Weil sich der Angeklagte Carsten L. durch einige Äußerungen in seinem Persönlichkeitsrecht eingeschränkt sah, hatte der Tagesspiegel nach Veröffentlichung auf Bitten des BND hin einige Sätze, in denen zum Beispiel das Wort "Täter" vorkam, aus dem Interview entfernt bzw. geändert.

Verräter im eigenen Haus

Kahls Aussage wird eine Rolle dabei spielen, wie hoch das Strafmaß für die Angeklagten bei einer Verurteilung ausfällt. Zugleich war Kahl offensichtlich bemüht, den Schaden für den BND als begrenzt zu beschreiben.

Seine Beschreibung im Tagesspiegel-Interview, man habe in dem Fall "Glück im Unglück" gehabt, erklärte Kahl so: "Kein Unglück ist so groß, dass es nicht noch größer werden könnte." Es seien nicht alle Schäden eingetreten, die möglich gewesen wären.

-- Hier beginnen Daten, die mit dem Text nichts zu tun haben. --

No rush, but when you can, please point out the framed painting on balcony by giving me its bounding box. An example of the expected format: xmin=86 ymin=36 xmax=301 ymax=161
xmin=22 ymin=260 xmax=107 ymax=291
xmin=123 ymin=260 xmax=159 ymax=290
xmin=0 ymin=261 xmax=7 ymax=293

Der Fall sei in etwa so einzuordnen wie bei einem Flugzeugunglück, bei dem von 100 Passagieren 80 sterben und 20 überleben.

Ein "mutmaßlicher Innentäter" - ein Verräter im eigenen Haus - sei aus Sicht des BND eine "Katastrophe". In diesem Fall sei die zeitliche Dauer sowie Umfang und Tiefe der abgeflossenen Informationen überschaubar gewesen. Der BND habe den mutmaßlichen Verratsfall außerdem nach einem Hinweis eines anderen Geheimdienstes selbst aufgeklärt.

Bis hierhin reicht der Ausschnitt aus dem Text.